THE African National Congress (ANC) has ditched the concept of "strategic nationalisation" in favour of "strategic state ownership where deemed appropriate", has softened its interventionist approach to the economy and has promised policy certainty for the next five years.
There will, however, be a new tax regime for the mining industry with the prospect of export taxes on strategic minerals, should producers not agree to co-operate with the government’s developmental aims, particularly in their pricing.
Briefing the press at its national conference in Mangaung, the ANC said it wanted to assure investors that "nationalisation is off the table".
Public Enterprises Minister Malusi Gigaba said: "The national conference has refused to be drawn into the (use of) the word ‘nationalisation’, reaffirming the old stance of the ANC (for a mixed economy). This means that the issue of nationalisation we have discussed over the past few months is off the table."
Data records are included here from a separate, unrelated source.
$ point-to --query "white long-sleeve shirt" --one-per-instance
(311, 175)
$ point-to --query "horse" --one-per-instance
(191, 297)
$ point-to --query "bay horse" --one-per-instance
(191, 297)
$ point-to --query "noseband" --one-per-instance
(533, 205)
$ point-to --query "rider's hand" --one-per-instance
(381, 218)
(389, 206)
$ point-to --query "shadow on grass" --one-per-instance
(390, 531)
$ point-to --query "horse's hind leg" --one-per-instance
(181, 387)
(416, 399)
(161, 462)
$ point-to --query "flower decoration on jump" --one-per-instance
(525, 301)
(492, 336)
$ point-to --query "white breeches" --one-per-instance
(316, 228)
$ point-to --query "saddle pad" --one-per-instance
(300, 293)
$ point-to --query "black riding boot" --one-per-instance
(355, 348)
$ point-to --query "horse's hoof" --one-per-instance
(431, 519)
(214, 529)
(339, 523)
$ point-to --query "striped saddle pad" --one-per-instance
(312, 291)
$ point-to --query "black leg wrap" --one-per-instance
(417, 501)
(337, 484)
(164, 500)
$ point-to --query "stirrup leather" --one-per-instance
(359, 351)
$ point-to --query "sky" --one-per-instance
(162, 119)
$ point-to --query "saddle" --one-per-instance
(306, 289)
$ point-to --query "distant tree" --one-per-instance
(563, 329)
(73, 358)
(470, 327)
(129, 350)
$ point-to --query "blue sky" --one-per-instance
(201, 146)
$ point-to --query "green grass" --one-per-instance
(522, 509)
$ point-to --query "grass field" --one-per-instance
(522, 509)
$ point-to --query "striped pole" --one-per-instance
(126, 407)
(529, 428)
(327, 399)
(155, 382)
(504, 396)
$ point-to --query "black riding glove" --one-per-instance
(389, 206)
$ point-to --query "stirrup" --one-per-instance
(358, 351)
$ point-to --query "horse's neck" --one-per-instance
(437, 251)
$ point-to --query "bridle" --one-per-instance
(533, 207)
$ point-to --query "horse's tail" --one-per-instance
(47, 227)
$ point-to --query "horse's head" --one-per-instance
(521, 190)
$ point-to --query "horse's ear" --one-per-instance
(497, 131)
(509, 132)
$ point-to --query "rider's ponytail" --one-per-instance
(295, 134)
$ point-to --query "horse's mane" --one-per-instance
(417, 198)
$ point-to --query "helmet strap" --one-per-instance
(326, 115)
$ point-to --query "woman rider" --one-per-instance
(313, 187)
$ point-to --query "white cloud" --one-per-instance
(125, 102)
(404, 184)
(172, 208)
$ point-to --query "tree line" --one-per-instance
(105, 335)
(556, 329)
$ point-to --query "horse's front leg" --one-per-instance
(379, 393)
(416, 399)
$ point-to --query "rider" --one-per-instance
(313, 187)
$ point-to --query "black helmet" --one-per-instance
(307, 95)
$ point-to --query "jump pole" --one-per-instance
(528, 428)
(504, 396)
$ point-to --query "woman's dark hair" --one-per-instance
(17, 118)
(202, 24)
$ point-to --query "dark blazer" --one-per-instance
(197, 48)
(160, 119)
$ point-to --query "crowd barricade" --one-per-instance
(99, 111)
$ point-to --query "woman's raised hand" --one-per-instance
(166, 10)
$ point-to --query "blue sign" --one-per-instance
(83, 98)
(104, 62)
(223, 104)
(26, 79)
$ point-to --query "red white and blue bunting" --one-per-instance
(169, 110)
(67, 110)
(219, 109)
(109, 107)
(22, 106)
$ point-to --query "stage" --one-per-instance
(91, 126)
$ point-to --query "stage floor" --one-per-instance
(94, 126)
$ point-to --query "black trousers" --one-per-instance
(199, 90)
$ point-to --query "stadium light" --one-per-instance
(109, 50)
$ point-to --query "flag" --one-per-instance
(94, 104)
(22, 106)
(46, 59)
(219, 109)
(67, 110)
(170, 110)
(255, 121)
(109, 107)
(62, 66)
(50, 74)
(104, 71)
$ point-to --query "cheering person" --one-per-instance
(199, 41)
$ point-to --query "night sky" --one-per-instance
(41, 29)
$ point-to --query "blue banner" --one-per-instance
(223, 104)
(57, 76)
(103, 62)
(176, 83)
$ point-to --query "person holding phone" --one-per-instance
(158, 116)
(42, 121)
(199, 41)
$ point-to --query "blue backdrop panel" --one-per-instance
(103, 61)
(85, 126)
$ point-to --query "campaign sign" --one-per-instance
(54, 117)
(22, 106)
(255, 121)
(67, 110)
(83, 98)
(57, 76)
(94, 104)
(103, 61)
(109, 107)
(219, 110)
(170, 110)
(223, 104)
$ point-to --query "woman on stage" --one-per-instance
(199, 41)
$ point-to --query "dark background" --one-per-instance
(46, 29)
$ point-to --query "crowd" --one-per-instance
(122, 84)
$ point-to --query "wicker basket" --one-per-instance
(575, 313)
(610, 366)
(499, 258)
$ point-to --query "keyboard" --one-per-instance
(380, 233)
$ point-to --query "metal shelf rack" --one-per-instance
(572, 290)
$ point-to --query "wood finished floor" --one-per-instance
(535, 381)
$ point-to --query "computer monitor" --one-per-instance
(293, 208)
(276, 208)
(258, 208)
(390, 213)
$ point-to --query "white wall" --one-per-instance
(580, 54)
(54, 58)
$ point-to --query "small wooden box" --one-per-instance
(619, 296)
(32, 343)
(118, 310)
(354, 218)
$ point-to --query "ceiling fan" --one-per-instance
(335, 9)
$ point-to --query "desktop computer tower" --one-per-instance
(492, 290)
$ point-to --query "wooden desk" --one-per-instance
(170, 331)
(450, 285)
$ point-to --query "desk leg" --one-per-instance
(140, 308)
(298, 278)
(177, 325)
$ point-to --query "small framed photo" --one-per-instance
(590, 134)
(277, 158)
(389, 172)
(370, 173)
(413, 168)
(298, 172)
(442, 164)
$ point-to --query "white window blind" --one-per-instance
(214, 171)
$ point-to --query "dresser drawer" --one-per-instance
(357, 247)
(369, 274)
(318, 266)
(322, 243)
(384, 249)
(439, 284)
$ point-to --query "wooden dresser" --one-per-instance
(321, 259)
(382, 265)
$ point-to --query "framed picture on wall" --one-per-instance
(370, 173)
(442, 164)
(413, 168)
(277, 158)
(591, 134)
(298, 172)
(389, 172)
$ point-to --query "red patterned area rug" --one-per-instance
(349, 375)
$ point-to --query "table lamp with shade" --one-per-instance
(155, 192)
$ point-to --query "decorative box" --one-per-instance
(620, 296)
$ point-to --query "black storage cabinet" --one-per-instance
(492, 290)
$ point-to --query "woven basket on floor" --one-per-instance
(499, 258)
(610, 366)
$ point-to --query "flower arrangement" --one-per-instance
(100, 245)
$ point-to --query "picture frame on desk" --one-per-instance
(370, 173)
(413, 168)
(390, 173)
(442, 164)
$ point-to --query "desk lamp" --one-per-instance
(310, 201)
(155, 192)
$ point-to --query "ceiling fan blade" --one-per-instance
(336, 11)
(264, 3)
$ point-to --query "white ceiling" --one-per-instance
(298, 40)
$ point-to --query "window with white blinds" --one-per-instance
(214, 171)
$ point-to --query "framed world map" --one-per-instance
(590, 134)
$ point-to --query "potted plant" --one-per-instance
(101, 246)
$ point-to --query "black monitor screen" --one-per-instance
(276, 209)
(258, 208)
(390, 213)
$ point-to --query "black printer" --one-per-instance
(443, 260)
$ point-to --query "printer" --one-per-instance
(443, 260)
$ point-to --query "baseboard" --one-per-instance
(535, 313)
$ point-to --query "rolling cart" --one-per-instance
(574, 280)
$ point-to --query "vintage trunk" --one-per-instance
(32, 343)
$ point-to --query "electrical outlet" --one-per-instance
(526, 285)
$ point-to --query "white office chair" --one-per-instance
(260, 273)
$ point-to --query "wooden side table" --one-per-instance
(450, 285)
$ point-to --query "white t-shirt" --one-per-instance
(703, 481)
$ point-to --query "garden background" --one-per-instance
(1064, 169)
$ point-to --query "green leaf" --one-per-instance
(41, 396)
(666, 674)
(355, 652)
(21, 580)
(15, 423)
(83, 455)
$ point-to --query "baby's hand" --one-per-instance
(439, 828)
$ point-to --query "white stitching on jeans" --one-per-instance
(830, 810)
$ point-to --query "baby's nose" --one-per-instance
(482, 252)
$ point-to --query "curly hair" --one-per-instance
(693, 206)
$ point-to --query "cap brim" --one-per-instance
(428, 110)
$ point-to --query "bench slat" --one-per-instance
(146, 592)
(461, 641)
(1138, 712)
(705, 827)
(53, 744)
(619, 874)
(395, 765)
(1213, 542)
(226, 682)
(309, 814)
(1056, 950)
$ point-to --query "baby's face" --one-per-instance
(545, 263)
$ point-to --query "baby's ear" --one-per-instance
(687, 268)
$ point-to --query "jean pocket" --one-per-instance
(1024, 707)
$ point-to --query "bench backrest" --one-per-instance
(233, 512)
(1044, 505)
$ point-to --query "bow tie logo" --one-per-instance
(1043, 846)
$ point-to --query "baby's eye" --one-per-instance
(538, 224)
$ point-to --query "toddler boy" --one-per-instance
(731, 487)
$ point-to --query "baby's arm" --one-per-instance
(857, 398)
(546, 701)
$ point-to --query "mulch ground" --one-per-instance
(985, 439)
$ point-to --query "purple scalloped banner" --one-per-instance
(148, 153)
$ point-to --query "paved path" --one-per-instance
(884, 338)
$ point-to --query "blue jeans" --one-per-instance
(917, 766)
Mr Gigaba said the new stance of "strategic state ownership where deemed necessary and on the balance of evidence" meant there might come a time when a particular sector might need to be nationalised, such as had occurred in the UK when the government took ownership of banks.
"We are providing final clarity. There shouldn’t be any expectation that from here we will come out and say we are going to nationalise," he said.
However, the ANC remains determined that the state should "capture an equitable share of mineral resource rents and deploy them in the interests of long-term economic growth, development and transformation".
Chairman of the economic transformation committee Enoch Godongwana said this could take the form of either a resource rent tax or a windfall tax on super-profits.
Mr Godongwana also said export taxes on "strategic minerals" — that is, those deemed important for industrialisation — could be used "as a stick" if industry did not heed the government’s appeals to behave in a way that would promote the beneficiation of raw materials and local manufacturing.